In [1]:
import pandas as pd
import random
import numpy as np
from random import randint

import torch
from transformers import AutoTokenizer, AutoModel

import time

import memory_profiler

%load_ext memory_profiler

from pathlib import Path

In [2]:
import black
import jupyter_black

jupyter_black.load(line_length=79)

In [3]:
%load_ext autoreload
%autoreload 2

from pubmed_landscape_src.metrics import knn_accuracy_ls
from pubmed_landscape_src.data import generate_embeddings

In [4]:
variables_path = Path("../../results/variables")
figures_path = Path("../../results/figures")
berenslab_data_path = Path("/gpfs01/berens/data/data/pubmed_processed")

# Import

In [5]:
# Import
df = pd.read_pickle(berenslab_data_path / "df_labeled_papers_subset")
df = df.reset_index(drop=True)
abstracts = df["AbstractText"].tolist()

# Obtain embeddings

In [6]:
# random seed
random_state = random.seed(42)

In [7]:
# specify & check gpu usage
device = (
    "cuda" if torch.cuda.is_available() else "cpu"
)  # put cuda:0 if else not working
print("running on device: {}".format(device))

running on device: cuda


In [8]:
# load model and tokenizer
tokenizer = AutoTokenizer.from_pretrained("bert-base-uncased")
model = AutoModel.from_pretrained("bert-base-uncased")

print("model: BERT")

Some weights of the model checkpoint at bert-base-uncased were not used when initializing BertModel: ['cls.seq_relationship.weight', 'cls.predictions.transform.dense.weight', 'cls.predictions.transform.dense.bias', 'cls.predictions.transform.LayerNorm.weight', 'cls.predictions.decoder.weight', 'cls.predictions.transform.LayerNorm.bias', 'cls.predictions.bias', 'cls.seq_relationship.bias']
- This IS expected if you are initializing BertModel from the checkpoint of a model trained on another task or with another architecture (e.g. initializing a BertForSequenceClassification model from a BertForPreTraining model).
- This IS NOT expected if you are initializing BertModel from the checkpoint of a model that you expect to be exactly identical (initializing a BertForSequenceClassification model from a BertForSequenceClassification model).


model: BERT


In [9]:
# set device
model = model.to(device)

In [None]:
%%capture cap
%%time
%%memit

embeddings_av = np.empty([len(abstracts), 768])
embeddings_sep = np.empty([len(abstracts), 768])
embeddings_cls = np.empty([len(abstracts), 768])
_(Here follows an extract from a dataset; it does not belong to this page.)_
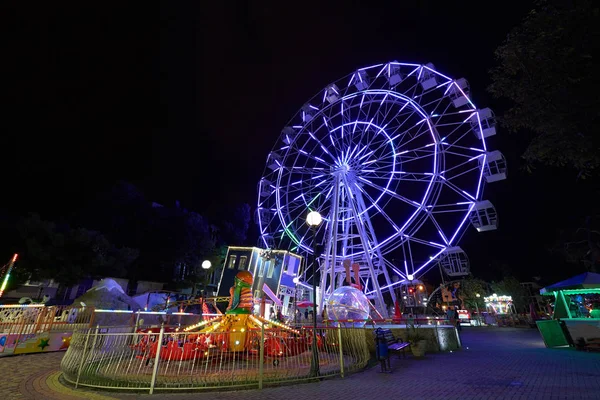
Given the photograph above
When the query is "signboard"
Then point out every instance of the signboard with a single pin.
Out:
(286, 291)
for i, abstr in enumerate(abstracts):
    np.save(variables_path / "experiment_iter", i)

    embd_cls, embd_sep, embd_av = generate_embeddings(
        abstr, tokenizer, model, device
    )

    embeddings_cls[i] = embd_cls
    embeddings_sep[i] = embd_sep
    embeddings_av[i] = embd_av

    if (i % 50000) == 0:
        np.save(
            berenslab_data_path
            / "embeddings/embeddings_BERT/embeddings_cls_interm",
            embeddings_cls,
        )
        np.save(
            berenslab_data_path
            / "embeddings/embeddings_BERT/embeddings_sep_interm",
            embeddings_sep,
        )
        np.save(
            berenslab_data_path
            / "embeddings/embeddings_BERT/embeddings_av_interm",
            embeddings_av,
        )

np.save(
    berenslab_data_path / "embeddings/embeddings_BERT/embeddings_cls",
    embeddings_cls,
)
np.save(
    berenslab_data_path / "embeddings/embeddings_BERT/embeddings_sep",
    embeddings_sep,
)
np.save(
    berenslab_data_path / "embeddings/embeddings_BERT/embeddings_av",
    embeddings_av,
)

tcmalloc: large alloc 6144000000 bytes == 0x7f8f2fca0000 @ 
tcmalloc: large alloc 6144000000 bytes == 0x7f8dc1940000 @ 
tcmalloc: large alloc 6144000000 bytes == 0x7f8c535e0000 @ 


In [None]:
with open(variables_path / "verbose_batches_BERT.txt", "w") as f:
    f.write(cap.stdout)

# kNN accuracies 

In [None]:
# Import
#df = pd.read_pickle(berenslab_data_path / "df_labeled_papers_subset")
#df = df.reset_index(drop=True)
labels = df["Colors"].tolist()

## CLS

In [None]:
#embeddings_cls = np.load(berenslab_data_path / 'embeddings/embeddings_BERT/embeddings_cls.npy', allow_pickle=True, fix_imports=True)

In [15]:
embeddings_cls.shape

(1000000, 768)

In [None]:
%%capture cap
%%time
knn_accuracy_BERT_cls = knn_accuracy_ls(embeddings_cls, labels)

In [None]:
with open(variables_path / "verbose_knn_accuracy_BERT_cls.txt", "w") as f:
    f.write(cap.stdout)

In [27]:
print(knn_accuracy_BERT_cls)

0.5038


In [None]:
np.save(variables_path / "knn_accuracy_BERT_cls", knn_accuracy_BERT_cls)

## SEP

In [None]:
#embeddings_sep = np.load(berenslab_data_path / 'embeddings/embeddings_BERT/embeddings_sep.npy', allow_pickle=True, fix_imports=True)

In [35]:
embeddings_sep.shape

(1000000, 768)

In [None]:
%%capture cap
%%time
knn_accuracy_BERT_sep = knn_accuracy_ls(embeddings_sep, labels)

In [None]:
with open(variables_path / "verbose_knn_accuracy_BERT_sep.txt", "w") as f:
    f.write(cap.stdout)

In [26]:
print(knn_accuracy_BERT_sep)

0.5338


In [None]:
np.save(variables_path / "knn_accuracy_BERT_sep", knn_accuracy_BERT_sep)

## Average

In [None]:
#embeddings_av = np.load(berenslab_data_path / 'embeddings/embeddings_BERT/embeddings_av.npy', allow_pickle=True, fix_imports=True)

In [39]:
embeddings_av.shape

(1000000, 768)

In [None]:
%%capture cap
%%time
knn_accuracy_BERT_av = knn_accuracy_ls(embeddings_av, labels)

In [None]:
with open(variables_path / "verbose_knn_accuracy_BERT_av.txt", "w") as f:
    f.write(cap.stdout)

In [25]:
print(knn_accuracy_BERT_av)

0.5709


In [None]:
np.save(variables_path / "knn_accuracy_BERT_av", knn_accuracy_BERT_av)